After all, it all depends on how the body may react to it. As a result, we recommend the following flours:
- Almond flour;
- Coconut flour;
- Sesame flour;
- Ground flaxseed meal.
The majority of nut flours may be ideal for people with diabetes. Plus, they are perfect for baking.
Choosing the Right Flour Can Cut the Carbs
It is important to limit the number of carbs you consume on a daily basis. Therefore, the classic burger may seem tasty, but it is important to focus on what is right for you and your body.
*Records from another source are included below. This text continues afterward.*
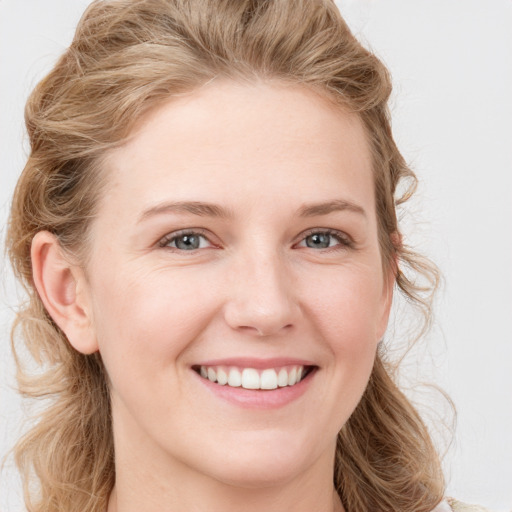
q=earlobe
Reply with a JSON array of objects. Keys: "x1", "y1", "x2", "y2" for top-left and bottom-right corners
[
  {"x1": 377, "y1": 266, "x2": 396, "y2": 341},
  {"x1": 31, "y1": 231, "x2": 98, "y2": 354}
]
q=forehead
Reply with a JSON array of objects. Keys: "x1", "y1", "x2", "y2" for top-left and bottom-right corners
[{"x1": 103, "y1": 81, "x2": 373, "y2": 220}]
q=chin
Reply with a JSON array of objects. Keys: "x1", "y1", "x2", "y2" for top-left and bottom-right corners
[{"x1": 196, "y1": 436, "x2": 318, "y2": 488}]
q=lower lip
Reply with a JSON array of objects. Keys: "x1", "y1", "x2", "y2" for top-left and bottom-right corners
[{"x1": 192, "y1": 368, "x2": 317, "y2": 409}]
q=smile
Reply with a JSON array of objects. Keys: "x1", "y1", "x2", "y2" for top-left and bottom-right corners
[{"x1": 194, "y1": 365, "x2": 313, "y2": 390}]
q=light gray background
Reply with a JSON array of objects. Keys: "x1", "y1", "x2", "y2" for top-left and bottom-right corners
[{"x1": 0, "y1": 0, "x2": 512, "y2": 512}]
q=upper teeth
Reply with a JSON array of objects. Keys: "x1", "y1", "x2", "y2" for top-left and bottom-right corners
[{"x1": 200, "y1": 366, "x2": 304, "y2": 389}]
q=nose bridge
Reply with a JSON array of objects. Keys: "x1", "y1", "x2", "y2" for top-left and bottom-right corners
[{"x1": 225, "y1": 240, "x2": 300, "y2": 336}]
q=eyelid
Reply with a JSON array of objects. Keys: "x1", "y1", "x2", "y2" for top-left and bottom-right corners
[
  {"x1": 157, "y1": 228, "x2": 215, "y2": 253},
  {"x1": 295, "y1": 228, "x2": 354, "y2": 251}
]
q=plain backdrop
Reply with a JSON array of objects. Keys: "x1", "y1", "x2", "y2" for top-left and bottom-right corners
[{"x1": 0, "y1": 0, "x2": 512, "y2": 512}]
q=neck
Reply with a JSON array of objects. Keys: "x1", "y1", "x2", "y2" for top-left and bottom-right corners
[
  {"x1": 107, "y1": 485, "x2": 345, "y2": 512},
  {"x1": 108, "y1": 436, "x2": 344, "y2": 512}
]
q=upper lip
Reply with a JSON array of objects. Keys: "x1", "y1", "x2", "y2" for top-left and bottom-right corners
[{"x1": 194, "y1": 357, "x2": 316, "y2": 370}]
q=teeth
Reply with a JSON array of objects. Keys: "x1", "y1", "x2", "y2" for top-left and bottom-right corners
[
  {"x1": 277, "y1": 368, "x2": 288, "y2": 388},
  {"x1": 228, "y1": 368, "x2": 242, "y2": 388},
  {"x1": 261, "y1": 370, "x2": 277, "y2": 389},
  {"x1": 217, "y1": 368, "x2": 228, "y2": 386},
  {"x1": 199, "y1": 366, "x2": 304, "y2": 390},
  {"x1": 242, "y1": 368, "x2": 260, "y2": 389},
  {"x1": 288, "y1": 367, "x2": 297, "y2": 386}
]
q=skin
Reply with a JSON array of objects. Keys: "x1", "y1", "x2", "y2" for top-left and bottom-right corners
[{"x1": 32, "y1": 81, "x2": 393, "y2": 512}]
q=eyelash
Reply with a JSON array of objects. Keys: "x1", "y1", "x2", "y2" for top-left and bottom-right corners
[{"x1": 158, "y1": 228, "x2": 354, "y2": 253}]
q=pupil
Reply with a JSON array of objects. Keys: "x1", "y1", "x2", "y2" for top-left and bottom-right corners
[
  {"x1": 176, "y1": 235, "x2": 199, "y2": 251},
  {"x1": 306, "y1": 233, "x2": 330, "y2": 249}
]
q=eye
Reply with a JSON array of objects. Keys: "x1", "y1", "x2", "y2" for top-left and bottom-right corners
[
  {"x1": 158, "y1": 231, "x2": 212, "y2": 251},
  {"x1": 298, "y1": 230, "x2": 352, "y2": 249}
]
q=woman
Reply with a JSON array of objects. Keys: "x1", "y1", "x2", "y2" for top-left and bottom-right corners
[{"x1": 8, "y1": 0, "x2": 492, "y2": 512}]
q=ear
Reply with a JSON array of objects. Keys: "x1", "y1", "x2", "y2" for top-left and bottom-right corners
[
  {"x1": 31, "y1": 231, "x2": 98, "y2": 354},
  {"x1": 376, "y1": 264, "x2": 396, "y2": 341}
]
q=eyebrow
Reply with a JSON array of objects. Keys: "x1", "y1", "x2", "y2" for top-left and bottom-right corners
[{"x1": 139, "y1": 199, "x2": 366, "y2": 222}]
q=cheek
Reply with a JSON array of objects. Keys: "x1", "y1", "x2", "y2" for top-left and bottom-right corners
[{"x1": 88, "y1": 269, "x2": 214, "y2": 381}]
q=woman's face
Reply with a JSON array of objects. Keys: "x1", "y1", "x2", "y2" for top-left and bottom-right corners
[{"x1": 81, "y1": 82, "x2": 392, "y2": 485}]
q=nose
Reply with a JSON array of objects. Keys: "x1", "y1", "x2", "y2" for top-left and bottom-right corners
[{"x1": 224, "y1": 254, "x2": 301, "y2": 336}]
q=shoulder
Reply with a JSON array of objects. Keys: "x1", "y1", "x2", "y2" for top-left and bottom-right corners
[{"x1": 444, "y1": 498, "x2": 490, "y2": 512}]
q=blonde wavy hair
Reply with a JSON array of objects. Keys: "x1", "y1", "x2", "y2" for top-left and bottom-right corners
[{"x1": 7, "y1": 0, "x2": 444, "y2": 512}]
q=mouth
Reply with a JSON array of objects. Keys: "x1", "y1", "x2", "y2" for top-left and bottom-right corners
[{"x1": 192, "y1": 365, "x2": 317, "y2": 391}]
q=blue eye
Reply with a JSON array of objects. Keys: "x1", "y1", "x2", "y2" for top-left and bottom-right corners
[
  {"x1": 159, "y1": 231, "x2": 210, "y2": 251},
  {"x1": 299, "y1": 231, "x2": 351, "y2": 249}
]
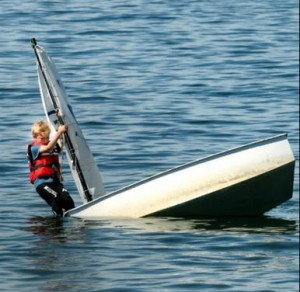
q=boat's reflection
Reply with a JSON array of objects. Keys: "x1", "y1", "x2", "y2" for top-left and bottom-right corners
[
  {"x1": 26, "y1": 216, "x2": 298, "y2": 241},
  {"x1": 77, "y1": 216, "x2": 298, "y2": 233}
]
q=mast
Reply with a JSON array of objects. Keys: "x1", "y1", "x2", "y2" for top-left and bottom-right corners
[{"x1": 31, "y1": 38, "x2": 92, "y2": 202}]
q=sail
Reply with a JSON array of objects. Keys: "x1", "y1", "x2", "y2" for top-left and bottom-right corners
[{"x1": 34, "y1": 44, "x2": 105, "y2": 203}]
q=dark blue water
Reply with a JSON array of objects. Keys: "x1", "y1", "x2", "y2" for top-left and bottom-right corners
[{"x1": 0, "y1": 0, "x2": 299, "y2": 291}]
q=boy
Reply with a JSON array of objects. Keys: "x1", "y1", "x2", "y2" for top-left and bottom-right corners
[{"x1": 27, "y1": 121, "x2": 75, "y2": 217}]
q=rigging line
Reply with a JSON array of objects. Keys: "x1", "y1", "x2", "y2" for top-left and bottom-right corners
[{"x1": 31, "y1": 38, "x2": 92, "y2": 202}]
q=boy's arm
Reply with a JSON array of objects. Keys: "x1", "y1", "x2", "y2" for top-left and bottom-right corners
[{"x1": 40, "y1": 125, "x2": 68, "y2": 153}]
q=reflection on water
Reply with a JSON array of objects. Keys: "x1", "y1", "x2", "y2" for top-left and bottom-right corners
[
  {"x1": 26, "y1": 216, "x2": 298, "y2": 242},
  {"x1": 63, "y1": 216, "x2": 298, "y2": 234}
]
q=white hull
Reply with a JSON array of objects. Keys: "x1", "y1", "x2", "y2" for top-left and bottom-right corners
[{"x1": 67, "y1": 135, "x2": 295, "y2": 218}]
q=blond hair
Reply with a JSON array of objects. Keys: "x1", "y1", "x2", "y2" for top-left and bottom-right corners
[{"x1": 31, "y1": 120, "x2": 51, "y2": 138}]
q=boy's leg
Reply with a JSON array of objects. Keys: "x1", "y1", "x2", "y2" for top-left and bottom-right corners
[
  {"x1": 36, "y1": 183, "x2": 63, "y2": 216},
  {"x1": 57, "y1": 184, "x2": 75, "y2": 211}
]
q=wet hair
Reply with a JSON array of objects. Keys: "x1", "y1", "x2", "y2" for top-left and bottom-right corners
[{"x1": 31, "y1": 120, "x2": 51, "y2": 138}]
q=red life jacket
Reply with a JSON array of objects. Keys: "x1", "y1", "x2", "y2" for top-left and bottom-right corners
[{"x1": 27, "y1": 141, "x2": 60, "y2": 184}]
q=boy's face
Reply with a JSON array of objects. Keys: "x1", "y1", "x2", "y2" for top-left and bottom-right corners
[{"x1": 36, "y1": 131, "x2": 50, "y2": 143}]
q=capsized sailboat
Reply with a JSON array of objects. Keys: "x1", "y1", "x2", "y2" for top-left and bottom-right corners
[{"x1": 32, "y1": 39, "x2": 295, "y2": 219}]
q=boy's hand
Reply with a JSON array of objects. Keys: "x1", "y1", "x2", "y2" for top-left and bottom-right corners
[{"x1": 57, "y1": 125, "x2": 68, "y2": 134}]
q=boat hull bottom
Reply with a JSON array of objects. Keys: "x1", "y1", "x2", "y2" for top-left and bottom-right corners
[{"x1": 144, "y1": 162, "x2": 295, "y2": 218}]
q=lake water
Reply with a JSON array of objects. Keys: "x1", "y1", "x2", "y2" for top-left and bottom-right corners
[{"x1": 0, "y1": 0, "x2": 299, "y2": 292}]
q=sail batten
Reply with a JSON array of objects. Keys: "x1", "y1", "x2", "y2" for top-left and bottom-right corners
[{"x1": 34, "y1": 39, "x2": 105, "y2": 203}]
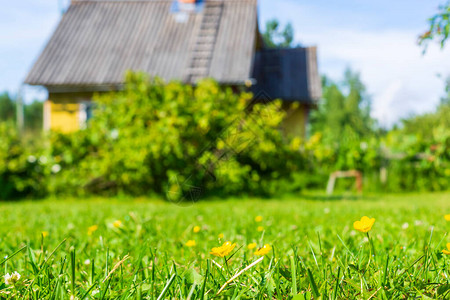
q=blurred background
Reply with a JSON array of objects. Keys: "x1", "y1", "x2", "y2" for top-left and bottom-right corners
[{"x1": 0, "y1": 0, "x2": 450, "y2": 203}]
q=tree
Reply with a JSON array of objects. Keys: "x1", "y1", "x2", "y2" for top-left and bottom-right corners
[
  {"x1": 311, "y1": 70, "x2": 375, "y2": 144},
  {"x1": 24, "y1": 100, "x2": 44, "y2": 131},
  {"x1": 262, "y1": 19, "x2": 295, "y2": 48},
  {"x1": 0, "y1": 92, "x2": 16, "y2": 121}
]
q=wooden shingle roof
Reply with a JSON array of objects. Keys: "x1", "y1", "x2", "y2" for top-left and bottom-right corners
[{"x1": 25, "y1": 0, "x2": 258, "y2": 88}]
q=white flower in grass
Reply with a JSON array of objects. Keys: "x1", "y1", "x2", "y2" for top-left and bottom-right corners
[
  {"x1": 110, "y1": 129, "x2": 119, "y2": 140},
  {"x1": 414, "y1": 220, "x2": 423, "y2": 226},
  {"x1": 52, "y1": 164, "x2": 61, "y2": 173},
  {"x1": 39, "y1": 156, "x2": 47, "y2": 165},
  {"x1": 3, "y1": 271, "x2": 20, "y2": 285}
]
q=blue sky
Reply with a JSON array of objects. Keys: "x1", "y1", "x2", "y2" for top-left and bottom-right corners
[{"x1": 0, "y1": 0, "x2": 450, "y2": 126}]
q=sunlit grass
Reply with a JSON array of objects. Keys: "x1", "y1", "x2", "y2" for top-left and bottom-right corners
[{"x1": 0, "y1": 193, "x2": 450, "y2": 299}]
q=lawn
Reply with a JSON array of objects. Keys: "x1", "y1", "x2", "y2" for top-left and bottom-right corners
[{"x1": 0, "y1": 193, "x2": 450, "y2": 299}]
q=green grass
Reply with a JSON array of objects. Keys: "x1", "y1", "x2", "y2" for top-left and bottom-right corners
[{"x1": 0, "y1": 193, "x2": 450, "y2": 299}]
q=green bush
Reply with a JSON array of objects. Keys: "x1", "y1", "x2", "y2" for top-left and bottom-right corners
[
  {"x1": 49, "y1": 73, "x2": 304, "y2": 201},
  {"x1": 0, "y1": 122, "x2": 46, "y2": 200}
]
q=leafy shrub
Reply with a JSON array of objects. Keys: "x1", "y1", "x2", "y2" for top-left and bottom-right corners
[
  {"x1": 50, "y1": 73, "x2": 303, "y2": 201},
  {"x1": 0, "y1": 122, "x2": 48, "y2": 200}
]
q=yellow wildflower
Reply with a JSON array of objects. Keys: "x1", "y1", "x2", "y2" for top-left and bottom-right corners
[
  {"x1": 185, "y1": 240, "x2": 196, "y2": 247},
  {"x1": 88, "y1": 225, "x2": 98, "y2": 235},
  {"x1": 255, "y1": 244, "x2": 272, "y2": 256},
  {"x1": 353, "y1": 216, "x2": 375, "y2": 232},
  {"x1": 442, "y1": 243, "x2": 450, "y2": 255},
  {"x1": 209, "y1": 242, "x2": 236, "y2": 257},
  {"x1": 113, "y1": 220, "x2": 122, "y2": 228},
  {"x1": 247, "y1": 243, "x2": 256, "y2": 250}
]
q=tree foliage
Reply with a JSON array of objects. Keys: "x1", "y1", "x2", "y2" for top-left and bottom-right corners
[
  {"x1": 262, "y1": 19, "x2": 295, "y2": 48},
  {"x1": 419, "y1": 1, "x2": 450, "y2": 49},
  {"x1": 311, "y1": 70, "x2": 375, "y2": 145},
  {"x1": 47, "y1": 73, "x2": 302, "y2": 201}
]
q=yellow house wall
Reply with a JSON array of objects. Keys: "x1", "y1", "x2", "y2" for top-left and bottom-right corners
[
  {"x1": 283, "y1": 103, "x2": 309, "y2": 139},
  {"x1": 44, "y1": 93, "x2": 92, "y2": 133}
]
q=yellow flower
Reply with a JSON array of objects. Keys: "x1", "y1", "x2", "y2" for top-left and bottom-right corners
[
  {"x1": 353, "y1": 216, "x2": 375, "y2": 232},
  {"x1": 209, "y1": 242, "x2": 236, "y2": 257},
  {"x1": 247, "y1": 243, "x2": 256, "y2": 250},
  {"x1": 88, "y1": 225, "x2": 98, "y2": 235},
  {"x1": 185, "y1": 240, "x2": 196, "y2": 247},
  {"x1": 255, "y1": 244, "x2": 272, "y2": 256},
  {"x1": 442, "y1": 243, "x2": 450, "y2": 255},
  {"x1": 113, "y1": 220, "x2": 122, "y2": 228}
]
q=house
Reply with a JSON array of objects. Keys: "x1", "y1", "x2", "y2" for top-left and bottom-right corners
[{"x1": 25, "y1": 0, "x2": 321, "y2": 136}]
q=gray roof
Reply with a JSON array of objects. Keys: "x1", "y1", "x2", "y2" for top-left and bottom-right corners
[
  {"x1": 25, "y1": 0, "x2": 258, "y2": 88},
  {"x1": 252, "y1": 47, "x2": 322, "y2": 104}
]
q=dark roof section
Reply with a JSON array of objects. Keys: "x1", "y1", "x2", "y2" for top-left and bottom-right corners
[
  {"x1": 252, "y1": 47, "x2": 322, "y2": 104},
  {"x1": 25, "y1": 0, "x2": 257, "y2": 88}
]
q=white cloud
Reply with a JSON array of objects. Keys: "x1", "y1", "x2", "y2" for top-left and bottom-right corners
[
  {"x1": 261, "y1": 0, "x2": 450, "y2": 126},
  {"x1": 302, "y1": 29, "x2": 450, "y2": 126}
]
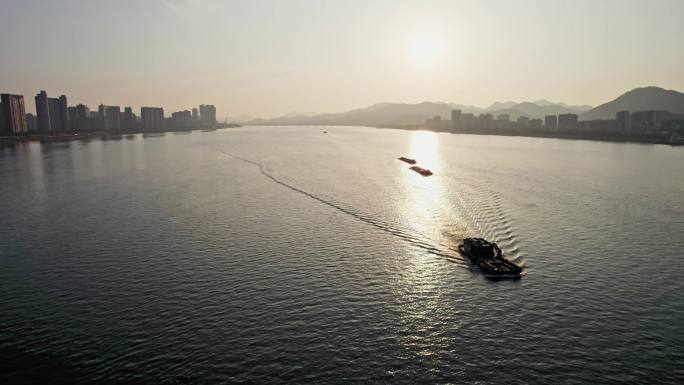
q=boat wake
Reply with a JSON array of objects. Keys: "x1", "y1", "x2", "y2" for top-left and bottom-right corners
[{"x1": 209, "y1": 146, "x2": 523, "y2": 269}]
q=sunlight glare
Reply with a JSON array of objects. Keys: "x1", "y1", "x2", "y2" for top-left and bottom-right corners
[{"x1": 411, "y1": 32, "x2": 444, "y2": 65}]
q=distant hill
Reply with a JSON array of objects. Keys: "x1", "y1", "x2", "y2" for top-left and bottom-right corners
[
  {"x1": 580, "y1": 87, "x2": 684, "y2": 120},
  {"x1": 249, "y1": 102, "x2": 453, "y2": 126},
  {"x1": 487, "y1": 102, "x2": 591, "y2": 120},
  {"x1": 248, "y1": 102, "x2": 590, "y2": 126}
]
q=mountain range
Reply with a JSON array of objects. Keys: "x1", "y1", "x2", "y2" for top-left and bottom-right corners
[{"x1": 246, "y1": 87, "x2": 684, "y2": 126}]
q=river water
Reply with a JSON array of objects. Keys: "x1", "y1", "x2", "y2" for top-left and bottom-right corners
[{"x1": 0, "y1": 127, "x2": 684, "y2": 384}]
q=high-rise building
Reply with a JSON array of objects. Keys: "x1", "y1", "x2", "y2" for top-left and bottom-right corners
[
  {"x1": 192, "y1": 108, "x2": 200, "y2": 127},
  {"x1": 68, "y1": 104, "x2": 92, "y2": 131},
  {"x1": 47, "y1": 95, "x2": 70, "y2": 131},
  {"x1": 451, "y1": 110, "x2": 461, "y2": 130},
  {"x1": 615, "y1": 111, "x2": 630, "y2": 135},
  {"x1": 544, "y1": 115, "x2": 558, "y2": 131},
  {"x1": 121, "y1": 107, "x2": 135, "y2": 131},
  {"x1": 629, "y1": 110, "x2": 669, "y2": 135},
  {"x1": 0, "y1": 94, "x2": 27, "y2": 135},
  {"x1": 89, "y1": 111, "x2": 102, "y2": 131},
  {"x1": 0, "y1": 101, "x2": 4, "y2": 136},
  {"x1": 97, "y1": 104, "x2": 121, "y2": 131},
  {"x1": 200, "y1": 104, "x2": 216, "y2": 127},
  {"x1": 26, "y1": 113, "x2": 38, "y2": 131},
  {"x1": 36, "y1": 91, "x2": 52, "y2": 132},
  {"x1": 558, "y1": 114, "x2": 578, "y2": 130},
  {"x1": 140, "y1": 107, "x2": 164, "y2": 131},
  {"x1": 171, "y1": 110, "x2": 192, "y2": 129}
]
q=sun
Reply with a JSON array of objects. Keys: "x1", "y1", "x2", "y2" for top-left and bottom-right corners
[{"x1": 410, "y1": 31, "x2": 444, "y2": 65}]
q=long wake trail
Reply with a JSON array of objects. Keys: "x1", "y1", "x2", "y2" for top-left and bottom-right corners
[{"x1": 209, "y1": 146, "x2": 467, "y2": 266}]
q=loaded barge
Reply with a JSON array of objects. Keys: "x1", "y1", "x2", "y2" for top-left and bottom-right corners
[{"x1": 458, "y1": 238, "x2": 522, "y2": 278}]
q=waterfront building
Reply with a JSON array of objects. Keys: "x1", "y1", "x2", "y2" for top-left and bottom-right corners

Here are the nutrition facts of the flours we recommended you try.
- Almond flour contains: total carb – 12g and net carb – 6g;
- Coconut flour contains: total carb – 68g and net carb – 24g;
- Sesame flour contains: total carb – 10g and net carb – 10g;
- Ground flaxseed meal contains total carb – 16g and net carb – 0g.
Here are the flours we do not recommend for people with diabetes.
- Brown rice flour contains: total carb – 60.4g and net carb – 56.8g;
- White rice flour contains: total carb – 63.3g and net carb -62g;
- Barley flour contains: total carb – 55.1g and net carb – 47.6g;
- Semolina contains: total carb – 60.8g and net carb -57.5g;
- Whole-wheat flour contains total carb – 43.1g and net carb – 36.7.
Choose the flour that suits your body the most. The best way to know is to try. Therefore, feel free to try the flours we recommend if you want to keep the blood pressure in check and eat healthy and tasty foods.
Also, make sure to consult with your doctor before making any dietary changes.